Use below type of code
Class DynLib
{
/* All your functions */
void fun1() {};
void fun2() {};
.
.
.
}
DynLib* getDynLibPointer()
{
DynLib* x = new Dynlib;
return x;
}
use dlopen() for loading this library at runtime.
and use dlsym() and call getDynLibPointer() which returns DynLib object.
from this object you can access all your functions jst as obj.fun1().....
This is ofcource a C++ style of struct method proposed earlier.
You are probably looking for some form of delay library load on Linux. It's not available out-of-the-box but you can easily mimic it by creating a small static stub library that would try to dlopen needed library on first call to any of it's functions (emitting diagnostic message and terminating if dlopen failed) and then forwarding all calls to it.
Such stub libraries can be written by hand, generated by project/library-specific script or generated by universal tool Implib.so:
$ implib-gen.py libxyz.so
$ gcc myapp.c libxyz.tramp.S libxyz.init.c ...
Your problem is that the resolution of unresolved symbols is done very early on - on Linux I believe the data symbols are resolved at process startup, and the function symbols are done lazily. Therefore depending on what symbols you have unresolved, and on what sort of static initialization you have going on - you may not get a chance to get in with your code.
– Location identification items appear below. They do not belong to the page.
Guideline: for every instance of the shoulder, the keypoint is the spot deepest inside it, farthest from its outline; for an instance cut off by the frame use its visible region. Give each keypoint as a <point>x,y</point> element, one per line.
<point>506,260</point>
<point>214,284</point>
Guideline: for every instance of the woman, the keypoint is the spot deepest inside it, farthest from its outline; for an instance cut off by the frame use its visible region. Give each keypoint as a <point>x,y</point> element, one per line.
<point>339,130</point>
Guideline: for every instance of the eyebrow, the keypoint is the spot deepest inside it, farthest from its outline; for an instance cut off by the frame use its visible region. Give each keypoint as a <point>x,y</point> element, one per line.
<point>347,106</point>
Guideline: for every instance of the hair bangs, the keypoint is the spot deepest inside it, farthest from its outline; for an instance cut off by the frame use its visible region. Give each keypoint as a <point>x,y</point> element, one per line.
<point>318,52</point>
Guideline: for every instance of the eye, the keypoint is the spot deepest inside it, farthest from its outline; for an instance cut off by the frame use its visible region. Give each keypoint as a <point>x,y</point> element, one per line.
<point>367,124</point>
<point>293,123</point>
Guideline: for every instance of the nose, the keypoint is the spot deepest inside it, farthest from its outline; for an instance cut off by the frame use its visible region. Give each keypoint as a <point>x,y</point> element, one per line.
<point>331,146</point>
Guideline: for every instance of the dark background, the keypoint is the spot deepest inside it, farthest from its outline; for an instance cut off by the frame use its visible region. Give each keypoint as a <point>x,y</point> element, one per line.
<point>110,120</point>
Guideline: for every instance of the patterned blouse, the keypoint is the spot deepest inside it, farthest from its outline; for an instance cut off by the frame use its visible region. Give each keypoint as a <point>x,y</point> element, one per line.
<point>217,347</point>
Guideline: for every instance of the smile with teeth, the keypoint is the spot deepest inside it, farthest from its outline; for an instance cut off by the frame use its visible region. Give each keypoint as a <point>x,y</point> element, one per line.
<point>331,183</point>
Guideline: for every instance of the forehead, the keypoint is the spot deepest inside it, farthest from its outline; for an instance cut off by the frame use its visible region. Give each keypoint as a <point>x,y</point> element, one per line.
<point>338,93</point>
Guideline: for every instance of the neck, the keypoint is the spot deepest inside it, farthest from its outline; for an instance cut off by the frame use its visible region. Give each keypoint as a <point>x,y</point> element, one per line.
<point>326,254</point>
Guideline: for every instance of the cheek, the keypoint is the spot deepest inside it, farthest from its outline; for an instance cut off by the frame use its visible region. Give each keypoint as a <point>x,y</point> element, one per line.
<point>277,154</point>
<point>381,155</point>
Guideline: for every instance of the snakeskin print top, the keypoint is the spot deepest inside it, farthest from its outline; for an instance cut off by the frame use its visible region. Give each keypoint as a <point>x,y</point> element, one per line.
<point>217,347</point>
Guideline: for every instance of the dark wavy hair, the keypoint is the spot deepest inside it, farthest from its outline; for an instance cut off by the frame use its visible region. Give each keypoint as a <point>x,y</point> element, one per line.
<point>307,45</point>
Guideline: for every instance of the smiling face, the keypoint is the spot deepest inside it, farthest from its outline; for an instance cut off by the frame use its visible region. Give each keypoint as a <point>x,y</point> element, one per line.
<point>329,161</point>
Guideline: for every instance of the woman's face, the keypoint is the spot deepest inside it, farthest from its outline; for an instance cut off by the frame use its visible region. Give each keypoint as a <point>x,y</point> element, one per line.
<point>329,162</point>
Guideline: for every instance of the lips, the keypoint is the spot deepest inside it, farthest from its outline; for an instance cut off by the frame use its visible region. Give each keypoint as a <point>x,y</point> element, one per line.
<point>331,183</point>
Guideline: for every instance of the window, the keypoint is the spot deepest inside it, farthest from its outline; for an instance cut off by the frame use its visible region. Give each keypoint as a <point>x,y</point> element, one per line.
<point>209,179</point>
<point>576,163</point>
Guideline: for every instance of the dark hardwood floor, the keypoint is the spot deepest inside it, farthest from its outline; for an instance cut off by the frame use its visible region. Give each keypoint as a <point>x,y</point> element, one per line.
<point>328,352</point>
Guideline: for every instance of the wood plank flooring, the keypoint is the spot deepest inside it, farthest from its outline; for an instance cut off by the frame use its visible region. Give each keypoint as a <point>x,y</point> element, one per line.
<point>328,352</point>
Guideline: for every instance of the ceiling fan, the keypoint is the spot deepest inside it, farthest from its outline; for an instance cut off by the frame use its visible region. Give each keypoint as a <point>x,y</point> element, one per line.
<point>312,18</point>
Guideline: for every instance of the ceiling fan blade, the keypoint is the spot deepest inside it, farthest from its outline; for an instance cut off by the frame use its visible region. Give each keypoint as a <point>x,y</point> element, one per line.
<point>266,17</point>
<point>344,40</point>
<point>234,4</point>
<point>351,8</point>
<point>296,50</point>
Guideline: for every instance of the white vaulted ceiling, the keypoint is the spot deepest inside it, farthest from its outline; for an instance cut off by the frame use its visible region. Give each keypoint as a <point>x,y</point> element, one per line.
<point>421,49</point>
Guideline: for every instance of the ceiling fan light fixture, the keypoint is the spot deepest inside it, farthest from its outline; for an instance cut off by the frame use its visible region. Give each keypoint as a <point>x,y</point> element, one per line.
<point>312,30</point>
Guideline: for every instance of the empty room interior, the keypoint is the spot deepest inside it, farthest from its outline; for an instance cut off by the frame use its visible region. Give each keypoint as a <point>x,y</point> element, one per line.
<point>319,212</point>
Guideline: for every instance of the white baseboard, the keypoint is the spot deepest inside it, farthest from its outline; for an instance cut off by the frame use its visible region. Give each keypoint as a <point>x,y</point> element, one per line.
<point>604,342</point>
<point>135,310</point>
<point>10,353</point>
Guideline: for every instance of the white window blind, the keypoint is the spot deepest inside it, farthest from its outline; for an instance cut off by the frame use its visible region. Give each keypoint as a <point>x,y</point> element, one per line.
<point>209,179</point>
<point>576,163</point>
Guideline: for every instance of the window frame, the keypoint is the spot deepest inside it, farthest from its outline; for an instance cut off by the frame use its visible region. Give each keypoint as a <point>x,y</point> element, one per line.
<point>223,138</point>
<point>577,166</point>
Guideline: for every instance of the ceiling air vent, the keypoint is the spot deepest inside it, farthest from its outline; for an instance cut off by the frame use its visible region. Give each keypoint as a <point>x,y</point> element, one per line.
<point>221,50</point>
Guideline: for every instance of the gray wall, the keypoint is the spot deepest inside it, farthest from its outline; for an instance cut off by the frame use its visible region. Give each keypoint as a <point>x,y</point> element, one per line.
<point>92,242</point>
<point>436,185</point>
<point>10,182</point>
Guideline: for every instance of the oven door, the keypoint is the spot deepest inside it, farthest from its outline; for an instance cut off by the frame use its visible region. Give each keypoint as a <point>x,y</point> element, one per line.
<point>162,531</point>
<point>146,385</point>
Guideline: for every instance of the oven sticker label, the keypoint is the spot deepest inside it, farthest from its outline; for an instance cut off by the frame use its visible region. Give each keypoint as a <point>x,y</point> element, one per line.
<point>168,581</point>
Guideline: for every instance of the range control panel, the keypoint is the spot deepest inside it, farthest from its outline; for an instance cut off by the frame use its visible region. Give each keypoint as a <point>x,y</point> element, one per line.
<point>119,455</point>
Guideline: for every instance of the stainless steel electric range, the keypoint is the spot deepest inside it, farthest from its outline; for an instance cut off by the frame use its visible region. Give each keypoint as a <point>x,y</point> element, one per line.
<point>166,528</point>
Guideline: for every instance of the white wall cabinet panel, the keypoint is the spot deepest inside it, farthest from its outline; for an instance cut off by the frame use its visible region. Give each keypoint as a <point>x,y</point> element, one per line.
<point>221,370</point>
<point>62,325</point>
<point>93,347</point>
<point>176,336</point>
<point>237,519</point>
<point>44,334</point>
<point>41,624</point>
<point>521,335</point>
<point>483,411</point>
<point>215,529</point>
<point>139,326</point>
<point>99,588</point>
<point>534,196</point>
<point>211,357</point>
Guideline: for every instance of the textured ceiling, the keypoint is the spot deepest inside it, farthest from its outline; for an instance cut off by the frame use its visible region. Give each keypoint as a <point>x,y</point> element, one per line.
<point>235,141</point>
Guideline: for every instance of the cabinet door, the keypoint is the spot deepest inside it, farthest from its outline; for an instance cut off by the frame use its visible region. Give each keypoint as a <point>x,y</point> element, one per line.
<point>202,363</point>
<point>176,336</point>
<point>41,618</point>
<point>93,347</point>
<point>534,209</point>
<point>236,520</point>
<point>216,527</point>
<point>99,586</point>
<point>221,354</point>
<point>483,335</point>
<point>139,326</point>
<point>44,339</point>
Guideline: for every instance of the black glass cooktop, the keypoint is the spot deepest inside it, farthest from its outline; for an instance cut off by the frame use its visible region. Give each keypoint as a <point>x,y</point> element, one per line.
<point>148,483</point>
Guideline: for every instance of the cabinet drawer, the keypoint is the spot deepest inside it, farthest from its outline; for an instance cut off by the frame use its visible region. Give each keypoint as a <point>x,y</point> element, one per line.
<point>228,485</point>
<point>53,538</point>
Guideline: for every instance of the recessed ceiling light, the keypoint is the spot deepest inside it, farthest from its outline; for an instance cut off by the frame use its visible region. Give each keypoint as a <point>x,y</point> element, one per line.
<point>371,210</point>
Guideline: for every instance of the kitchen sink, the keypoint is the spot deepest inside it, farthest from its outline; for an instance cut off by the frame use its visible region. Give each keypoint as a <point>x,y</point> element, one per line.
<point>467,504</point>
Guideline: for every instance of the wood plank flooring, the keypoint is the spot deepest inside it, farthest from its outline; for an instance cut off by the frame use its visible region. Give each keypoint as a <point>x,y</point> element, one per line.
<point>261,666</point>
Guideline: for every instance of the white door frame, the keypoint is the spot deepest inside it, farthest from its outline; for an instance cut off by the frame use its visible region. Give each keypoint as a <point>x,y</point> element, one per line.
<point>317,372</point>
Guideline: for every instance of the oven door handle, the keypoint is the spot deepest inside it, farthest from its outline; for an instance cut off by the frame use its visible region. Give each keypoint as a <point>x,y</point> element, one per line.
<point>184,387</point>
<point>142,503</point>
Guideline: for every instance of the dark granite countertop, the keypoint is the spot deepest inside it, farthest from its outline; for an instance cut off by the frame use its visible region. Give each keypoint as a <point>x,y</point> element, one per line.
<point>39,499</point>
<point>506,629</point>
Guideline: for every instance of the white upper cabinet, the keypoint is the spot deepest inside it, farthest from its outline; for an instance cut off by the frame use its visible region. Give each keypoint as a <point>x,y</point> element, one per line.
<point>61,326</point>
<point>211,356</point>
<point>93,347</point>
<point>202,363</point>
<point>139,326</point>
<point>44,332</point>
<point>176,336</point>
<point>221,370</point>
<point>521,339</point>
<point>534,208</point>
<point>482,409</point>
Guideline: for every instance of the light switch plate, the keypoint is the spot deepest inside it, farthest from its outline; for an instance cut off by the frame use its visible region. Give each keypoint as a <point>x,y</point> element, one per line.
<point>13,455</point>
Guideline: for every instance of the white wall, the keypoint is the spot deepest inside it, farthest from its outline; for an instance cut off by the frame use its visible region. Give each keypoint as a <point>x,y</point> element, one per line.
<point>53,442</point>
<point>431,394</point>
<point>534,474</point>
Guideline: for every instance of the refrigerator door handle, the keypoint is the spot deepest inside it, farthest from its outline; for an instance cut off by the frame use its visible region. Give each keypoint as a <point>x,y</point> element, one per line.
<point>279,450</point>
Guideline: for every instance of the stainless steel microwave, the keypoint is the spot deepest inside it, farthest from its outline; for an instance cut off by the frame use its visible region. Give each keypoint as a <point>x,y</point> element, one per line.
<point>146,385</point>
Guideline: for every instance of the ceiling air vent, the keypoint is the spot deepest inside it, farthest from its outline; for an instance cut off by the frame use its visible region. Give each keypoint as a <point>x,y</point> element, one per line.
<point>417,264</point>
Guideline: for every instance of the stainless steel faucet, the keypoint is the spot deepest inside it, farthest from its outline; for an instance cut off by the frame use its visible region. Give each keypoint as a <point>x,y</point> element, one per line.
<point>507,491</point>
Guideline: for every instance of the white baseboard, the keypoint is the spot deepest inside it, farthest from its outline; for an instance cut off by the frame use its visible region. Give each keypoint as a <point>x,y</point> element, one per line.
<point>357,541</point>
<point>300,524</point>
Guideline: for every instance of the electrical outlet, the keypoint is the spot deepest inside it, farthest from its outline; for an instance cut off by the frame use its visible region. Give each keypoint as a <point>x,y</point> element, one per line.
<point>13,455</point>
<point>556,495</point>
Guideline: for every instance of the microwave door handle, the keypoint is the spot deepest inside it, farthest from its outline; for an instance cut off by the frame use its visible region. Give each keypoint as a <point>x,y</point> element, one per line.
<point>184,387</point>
My suggestion would be to have a wrapper application that traps the return code/error string "unable to load shared libraries", and then converts this into something more meaningful. If this is generic, it will not need to be updated every time you add a new shared library.
Alternatively you could have your wrapper script run ldd and then parse the output, ldd will report all libraries that are not found for your particular application.